Sea ice forecasting is a red-hot business opportunity, given the increasing number of ships carrying oil, gas, minerals and other cargo through Arctic waters.
A global observation network currently helps guide ships through these treacherous areas, using terminals staked in the ice that send data to satellites. But it’s an imperfect system marked by technical limitations, says Andrea Scott, an assistant professor of systems design engineering at the University of Waterloo.
“Ice thickness is a very big deal for shipping,” Scott says, but it can vary dramatically over short distances. While today’s technology can make general predictions about ice thickness over broad areas, it can’t detect these highly localized variations, making it difficult for shippers to adjust their routes in time to avoid problems.
“There’s such a range [in ice thickness], so the ship can get stuck,” Scott says. “If the ship gets stuck in the ice, it’s really expensive to get it out.”
Scott’s post-doctoral research, in partnership with UW’s Water Institute, has led her to work with the Communitech DATA.BASE program, in which academic and industry experts are working on new applications for data collected by small, low-orbit satellites. The goal of DATA.BASE is to spur creation of a commercial ecosystem around this data.
“In shipping you want to know what the ice is going to be like tomorrow, not next week,” says Scott, who thinks the solution might lie in mounting thickness monitors to the ships themselves. This would create a hypothetical field of ice thickness in the area around a moving vessel, enabling its crew to find the thinnest ice through which to travel.
“Maybe you can put a terminal on the ship; have a camera mounted on the ship,” she says. “The camera can tell the boat what the ice thickness is, and then use the terminal to transmit the ice thickness back to the forecasting model.” Ice thickness forecasters could “optimize what they know with the information that is coming in, and then use that to get a better idea of what the ice state is going to be downstream of the ship,” she says.

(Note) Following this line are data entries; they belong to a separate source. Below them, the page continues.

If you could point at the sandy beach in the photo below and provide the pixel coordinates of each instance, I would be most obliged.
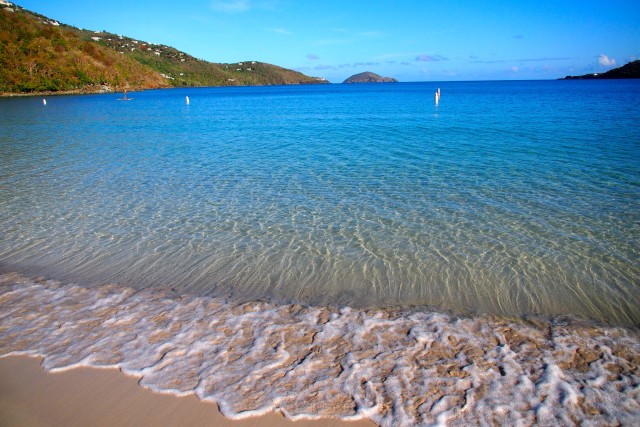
(30, 396)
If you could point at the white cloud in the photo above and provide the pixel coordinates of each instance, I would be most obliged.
(282, 31)
(606, 61)
(431, 58)
(230, 6)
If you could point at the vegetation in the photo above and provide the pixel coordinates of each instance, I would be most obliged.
(38, 54)
(627, 71)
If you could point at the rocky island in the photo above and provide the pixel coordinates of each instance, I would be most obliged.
(369, 77)
(628, 71)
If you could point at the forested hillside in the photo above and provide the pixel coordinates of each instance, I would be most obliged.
(38, 54)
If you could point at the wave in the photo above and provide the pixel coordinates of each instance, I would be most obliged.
(397, 368)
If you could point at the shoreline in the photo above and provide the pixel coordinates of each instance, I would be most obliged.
(336, 365)
(84, 396)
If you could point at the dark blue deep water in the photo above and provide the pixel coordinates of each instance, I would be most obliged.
(506, 197)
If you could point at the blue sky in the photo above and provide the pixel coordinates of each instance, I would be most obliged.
(410, 40)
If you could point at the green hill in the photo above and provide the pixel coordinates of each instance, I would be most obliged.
(630, 70)
(38, 54)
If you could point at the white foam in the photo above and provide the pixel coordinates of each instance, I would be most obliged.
(395, 368)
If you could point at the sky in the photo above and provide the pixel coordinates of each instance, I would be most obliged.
(410, 40)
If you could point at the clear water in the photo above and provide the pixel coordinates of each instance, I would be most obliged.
(508, 198)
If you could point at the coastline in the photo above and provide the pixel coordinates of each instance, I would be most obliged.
(256, 359)
(106, 397)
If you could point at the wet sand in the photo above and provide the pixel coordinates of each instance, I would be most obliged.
(30, 396)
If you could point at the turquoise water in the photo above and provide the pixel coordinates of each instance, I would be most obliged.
(507, 197)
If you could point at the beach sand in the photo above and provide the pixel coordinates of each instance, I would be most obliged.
(30, 396)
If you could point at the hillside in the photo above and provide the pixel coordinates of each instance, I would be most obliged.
(38, 54)
(627, 71)
(369, 77)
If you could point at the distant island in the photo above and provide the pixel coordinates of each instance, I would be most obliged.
(628, 71)
(369, 77)
(40, 55)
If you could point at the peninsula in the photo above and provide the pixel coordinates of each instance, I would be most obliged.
(369, 77)
(627, 71)
(41, 55)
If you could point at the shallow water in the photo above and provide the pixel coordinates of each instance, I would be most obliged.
(182, 236)
(397, 368)
(508, 198)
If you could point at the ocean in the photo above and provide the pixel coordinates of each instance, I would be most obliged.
(357, 251)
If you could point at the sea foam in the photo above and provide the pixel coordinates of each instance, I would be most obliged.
(393, 367)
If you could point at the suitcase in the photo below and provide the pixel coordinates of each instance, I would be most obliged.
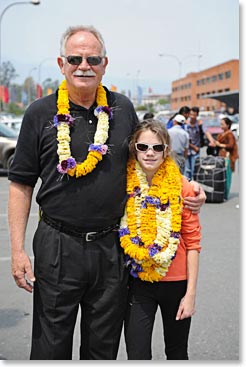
(210, 172)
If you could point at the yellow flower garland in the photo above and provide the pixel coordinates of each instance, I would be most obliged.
(150, 228)
(63, 120)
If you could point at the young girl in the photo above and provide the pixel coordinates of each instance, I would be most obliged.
(161, 241)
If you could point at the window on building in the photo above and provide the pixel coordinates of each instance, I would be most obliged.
(227, 74)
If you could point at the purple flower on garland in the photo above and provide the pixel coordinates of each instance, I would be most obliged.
(123, 232)
(59, 118)
(105, 109)
(65, 165)
(137, 191)
(150, 200)
(175, 235)
(101, 148)
(133, 266)
(163, 207)
(136, 240)
(154, 249)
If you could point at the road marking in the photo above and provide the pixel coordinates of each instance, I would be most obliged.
(8, 258)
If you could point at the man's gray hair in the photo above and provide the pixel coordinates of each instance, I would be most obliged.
(72, 30)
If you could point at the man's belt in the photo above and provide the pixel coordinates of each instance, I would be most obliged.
(75, 231)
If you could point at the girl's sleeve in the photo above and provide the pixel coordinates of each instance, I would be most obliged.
(191, 228)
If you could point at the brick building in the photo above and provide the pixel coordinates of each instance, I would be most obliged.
(191, 89)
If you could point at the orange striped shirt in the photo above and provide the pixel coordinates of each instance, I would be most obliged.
(190, 239)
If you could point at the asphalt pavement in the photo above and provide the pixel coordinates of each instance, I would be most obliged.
(215, 330)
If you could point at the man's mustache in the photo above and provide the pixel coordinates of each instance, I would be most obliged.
(84, 73)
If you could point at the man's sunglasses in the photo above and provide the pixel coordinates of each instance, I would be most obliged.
(77, 60)
(158, 148)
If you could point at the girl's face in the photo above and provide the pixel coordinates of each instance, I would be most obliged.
(224, 125)
(150, 160)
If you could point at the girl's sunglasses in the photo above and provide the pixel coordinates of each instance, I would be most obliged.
(158, 148)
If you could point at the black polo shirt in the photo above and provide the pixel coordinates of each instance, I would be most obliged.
(93, 201)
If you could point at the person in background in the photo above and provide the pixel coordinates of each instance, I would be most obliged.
(227, 148)
(193, 129)
(148, 115)
(185, 111)
(179, 141)
(75, 142)
(161, 241)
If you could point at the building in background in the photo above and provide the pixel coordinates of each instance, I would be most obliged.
(197, 89)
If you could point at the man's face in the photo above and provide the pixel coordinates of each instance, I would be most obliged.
(84, 75)
(193, 116)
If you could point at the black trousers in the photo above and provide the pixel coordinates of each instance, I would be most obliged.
(144, 298)
(71, 273)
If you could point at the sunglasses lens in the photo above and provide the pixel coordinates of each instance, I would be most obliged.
(74, 60)
(94, 60)
(142, 147)
(158, 148)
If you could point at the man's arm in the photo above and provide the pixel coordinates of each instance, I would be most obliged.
(194, 203)
(20, 198)
(187, 304)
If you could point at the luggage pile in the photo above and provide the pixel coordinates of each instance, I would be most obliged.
(210, 173)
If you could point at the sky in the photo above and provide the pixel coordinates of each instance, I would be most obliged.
(198, 34)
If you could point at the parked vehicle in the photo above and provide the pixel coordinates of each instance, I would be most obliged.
(8, 140)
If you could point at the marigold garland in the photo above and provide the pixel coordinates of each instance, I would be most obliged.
(150, 228)
(63, 121)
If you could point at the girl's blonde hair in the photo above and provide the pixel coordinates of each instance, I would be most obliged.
(156, 127)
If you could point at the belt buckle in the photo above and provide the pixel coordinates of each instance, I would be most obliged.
(87, 236)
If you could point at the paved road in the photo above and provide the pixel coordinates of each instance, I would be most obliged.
(215, 330)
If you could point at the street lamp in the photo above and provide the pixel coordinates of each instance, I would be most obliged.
(40, 66)
(177, 59)
(33, 2)
(30, 85)
(181, 61)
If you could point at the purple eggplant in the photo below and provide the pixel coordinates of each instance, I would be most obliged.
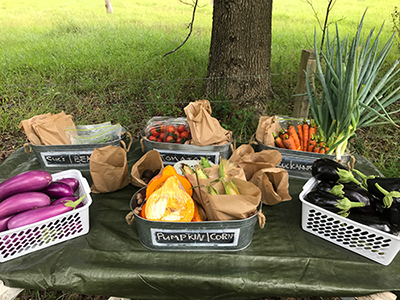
(42, 213)
(66, 199)
(23, 201)
(29, 181)
(4, 222)
(58, 190)
(72, 182)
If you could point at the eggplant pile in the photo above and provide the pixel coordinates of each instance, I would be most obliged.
(372, 201)
(34, 196)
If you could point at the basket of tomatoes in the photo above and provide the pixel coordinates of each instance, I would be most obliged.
(171, 137)
(167, 130)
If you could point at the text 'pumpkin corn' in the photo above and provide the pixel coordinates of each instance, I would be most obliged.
(170, 203)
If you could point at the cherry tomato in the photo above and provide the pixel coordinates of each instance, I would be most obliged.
(170, 139)
(154, 132)
(171, 128)
(181, 128)
(184, 134)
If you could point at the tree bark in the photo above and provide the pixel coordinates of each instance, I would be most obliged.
(240, 52)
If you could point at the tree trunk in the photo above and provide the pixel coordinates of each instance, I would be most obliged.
(240, 52)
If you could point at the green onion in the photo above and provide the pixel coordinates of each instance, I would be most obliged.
(352, 96)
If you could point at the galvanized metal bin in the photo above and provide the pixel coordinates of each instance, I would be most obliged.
(64, 157)
(172, 153)
(193, 236)
(298, 163)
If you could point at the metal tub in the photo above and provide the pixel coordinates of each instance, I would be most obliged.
(65, 157)
(298, 163)
(172, 153)
(193, 236)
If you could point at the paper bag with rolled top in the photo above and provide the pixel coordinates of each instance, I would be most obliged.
(274, 185)
(251, 161)
(152, 161)
(205, 130)
(109, 169)
(51, 130)
(266, 127)
(27, 127)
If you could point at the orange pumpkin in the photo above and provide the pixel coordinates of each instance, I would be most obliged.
(199, 213)
(170, 203)
(160, 179)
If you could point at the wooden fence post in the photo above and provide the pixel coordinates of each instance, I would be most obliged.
(301, 103)
(109, 7)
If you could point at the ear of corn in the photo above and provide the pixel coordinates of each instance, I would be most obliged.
(200, 173)
(230, 187)
(204, 163)
(211, 190)
(186, 169)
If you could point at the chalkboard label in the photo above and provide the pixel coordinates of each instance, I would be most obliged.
(217, 237)
(52, 158)
(172, 157)
(292, 164)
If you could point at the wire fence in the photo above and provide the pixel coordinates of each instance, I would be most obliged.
(50, 89)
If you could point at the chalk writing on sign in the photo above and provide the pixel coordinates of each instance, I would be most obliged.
(172, 157)
(65, 158)
(225, 237)
(293, 164)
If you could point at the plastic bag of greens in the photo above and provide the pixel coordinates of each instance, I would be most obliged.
(94, 134)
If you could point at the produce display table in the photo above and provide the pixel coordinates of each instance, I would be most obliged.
(282, 259)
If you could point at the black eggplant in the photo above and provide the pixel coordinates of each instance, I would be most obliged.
(329, 170)
(331, 202)
(391, 214)
(385, 189)
(356, 193)
(376, 222)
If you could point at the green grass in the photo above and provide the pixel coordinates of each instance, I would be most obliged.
(72, 56)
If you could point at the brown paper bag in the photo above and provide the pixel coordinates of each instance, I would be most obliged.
(251, 161)
(274, 185)
(205, 130)
(109, 169)
(151, 160)
(27, 127)
(266, 126)
(227, 207)
(51, 130)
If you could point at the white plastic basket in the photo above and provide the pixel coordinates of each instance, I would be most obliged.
(23, 240)
(369, 242)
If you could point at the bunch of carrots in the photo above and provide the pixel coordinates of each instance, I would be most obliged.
(305, 138)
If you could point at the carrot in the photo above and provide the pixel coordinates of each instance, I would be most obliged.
(313, 129)
(278, 141)
(311, 144)
(326, 149)
(316, 148)
(289, 142)
(306, 129)
(291, 130)
(310, 147)
(300, 131)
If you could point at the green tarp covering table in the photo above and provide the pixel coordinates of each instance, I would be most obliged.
(282, 260)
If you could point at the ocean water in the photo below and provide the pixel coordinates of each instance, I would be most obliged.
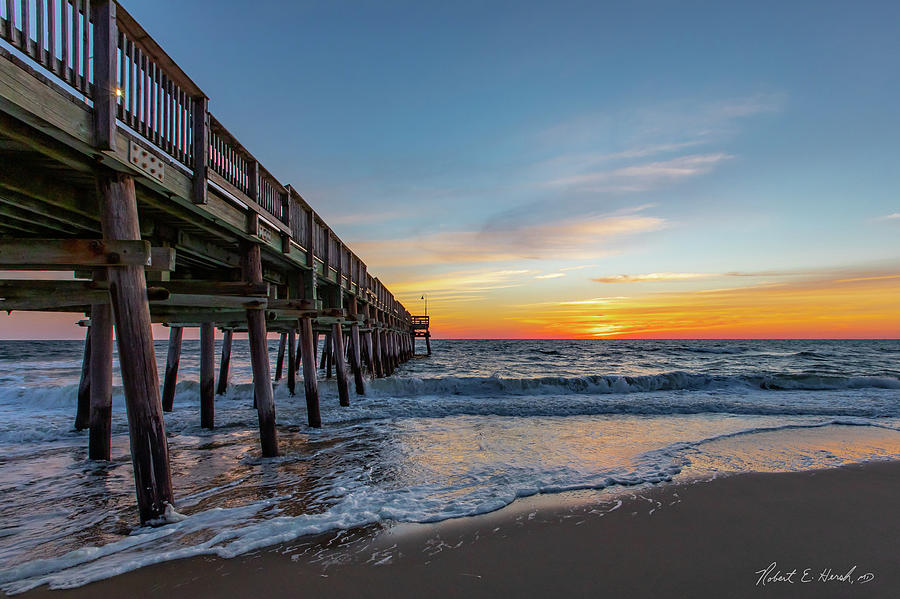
(463, 432)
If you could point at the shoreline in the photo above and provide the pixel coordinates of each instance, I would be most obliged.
(690, 538)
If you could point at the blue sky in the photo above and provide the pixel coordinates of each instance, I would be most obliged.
(451, 141)
(504, 155)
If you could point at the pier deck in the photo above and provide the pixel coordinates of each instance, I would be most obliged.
(114, 168)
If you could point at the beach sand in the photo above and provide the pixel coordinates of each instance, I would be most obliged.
(688, 539)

By incorporating satellites, big data and shipping, Scott’s idea was perfect for the DATA.BASE project. Her goal is to develop the new terminal and its data-crunching code.
Scott’s project will use yearly ice thickness data to create a model to forecast average patterns. She will then run simulations at UW. After that, Scott’s team will work alongside DATA.BASE partner exactEarth, using their prototypes to add sensors and cameras to ships, and connect these sensors with the Global Sensor Network, a series of terminals that send climate information to satellites.
“It’s still new research; no one really knows a lot about ice thickness data,” Scott says of her passion for sailing into this uncharted research territory.